Biz de medyanın büyük kesimini terör aygıtı gibi görmekteyiz ama medya düşmanı değiliz. Kendini düzeltme olasılıkları asla gözardı edilemez. Rejim düşmanlığı yapanlar, tetikçiliğe soyunanlar, kişilik ve onura saldıranlar, gerçekleri çarpıtıp saptıranlar, zararlarını yalan haberler, söylentilerle yayanlar olmasına karşın demokrasi için vazgeçilmezliği asıldır. Geçenlerde bir gazetede “Gerçek adalet herkese lâzım olabilir” başlıklı bir yazının kimi olumsuzluklara karşın adalete bağlılık ve saygıyı vurgulaması gibi. Adaletin sahtesi olur mu ki “Gerçeği nedir?” diye düşünüp sormaya gerek duymadan güvenmemiz gerektiğinde birleşilmesi gibi.
Başbakanın ABD’illerle görüşmesinde Hamas’la ilgili kayırıcı sözleri ilginçtir. Davos’un dumanı üstündeyken Hamas’tan yana tavır savunulması kolay olmayan bir politikadır.
Görünümler
İktidar içindeki Kürt kökenliler de terör yandaşlarına gereken uyarıyı yapmıyor. Hattâ “Kürt sorunu inkârla çözülmez” diyebilen iktidar milletvekili çıkabiliyor. İnkâr edilen, verilmeyşen neymiş, belli değil. onlar cumhuriyeti yıkacak girişimlere olanak tanınmamasını her şeyi inkâr olarak algılıyorlar. TBMM’ne giriyor, asker-sivil her göreve geliyor, her olanağı ediniyor sonra da kendileri inkâra sapıyorlar. Kürt sorunu diye bir şey yoktur. “Kürtlerin sorunları” vardır. Çoğunu da kendileri yaratıyor. Hepimizin sorunu-sorunları var. Bunlar ulusu bölmek, devleti tekil olmaktan çıkarmak, ayrı devlet nedenleri olamaz. Kolluk güçlerine, Türk Bayrağına, Başbakana saldırıları asla hoşgörüyle karşılanamaz. İktidarın anlamsız yumuşaklığı gelecekte olayların daha da çok tırmanacağını göstermektedir. Konuşmalar, ayrı ulus, ayrı yapı, anayasal dayanak dayatması kimi belirtileridir.
Kimi döneklerle eski sabıkalılar 27 Mayıs ile 28 Şubat’ı karalamayı mârifet sayıyor. İkisinde de dışta idik. Ancak 27 Mayıs’ın devrim nitelikli bir el koyma, 28 Şubat’ın ise iyi niyetli bir uyarı olduğu kanısındayız.

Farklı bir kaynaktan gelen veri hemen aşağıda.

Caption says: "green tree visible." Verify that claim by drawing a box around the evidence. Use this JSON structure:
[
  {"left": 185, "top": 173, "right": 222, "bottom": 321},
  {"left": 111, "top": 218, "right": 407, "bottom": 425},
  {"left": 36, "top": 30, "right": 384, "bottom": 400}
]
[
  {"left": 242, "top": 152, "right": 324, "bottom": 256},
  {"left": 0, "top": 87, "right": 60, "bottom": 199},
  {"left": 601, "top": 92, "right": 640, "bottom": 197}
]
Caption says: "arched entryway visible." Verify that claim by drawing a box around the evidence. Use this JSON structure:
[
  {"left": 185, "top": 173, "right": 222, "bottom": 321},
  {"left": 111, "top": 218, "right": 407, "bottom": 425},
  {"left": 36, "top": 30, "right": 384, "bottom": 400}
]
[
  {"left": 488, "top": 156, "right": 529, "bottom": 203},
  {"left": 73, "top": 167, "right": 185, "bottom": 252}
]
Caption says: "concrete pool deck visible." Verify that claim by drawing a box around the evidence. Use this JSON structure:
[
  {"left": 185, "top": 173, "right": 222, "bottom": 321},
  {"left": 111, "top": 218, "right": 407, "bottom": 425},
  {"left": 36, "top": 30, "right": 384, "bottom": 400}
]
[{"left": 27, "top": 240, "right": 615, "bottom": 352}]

Bu olguları yanlış değerlendirenler içinde iktidar karşıtı, ileri tanınanların da olması kavram kargaşasıyla dayanışma yoksunluğunun ne boyutlara geldiğini ortaya koymaktadır. Bundan da iktidar yandaşları ve cumhuriyet karşıtları yararlanmaktadır.
Cumhuriyet gazetesinin beyaz sayfaları iktidar karasının ve yönetim karanlığının belgesidir. Demokrasiyle bağdaşmayan durumlara demokratik tepkinin örneği olan beyaz sayfalar seçmenin iyi düşünmesine de çağrıdır. Bugün baskı uygulayanlar yarın şımartacak sorunlarla neler yapmaz ki? Düşünülmelidir.
Şakşakçı iktidar yandaşları karşıtlıklarını karalama kampanyalarıyla sürdürüyor. Şimdi de önceki Genelkurmay Başkanlarından İsmail Hakkı Karadayı’yı dillerine, kalemlerine doladılar.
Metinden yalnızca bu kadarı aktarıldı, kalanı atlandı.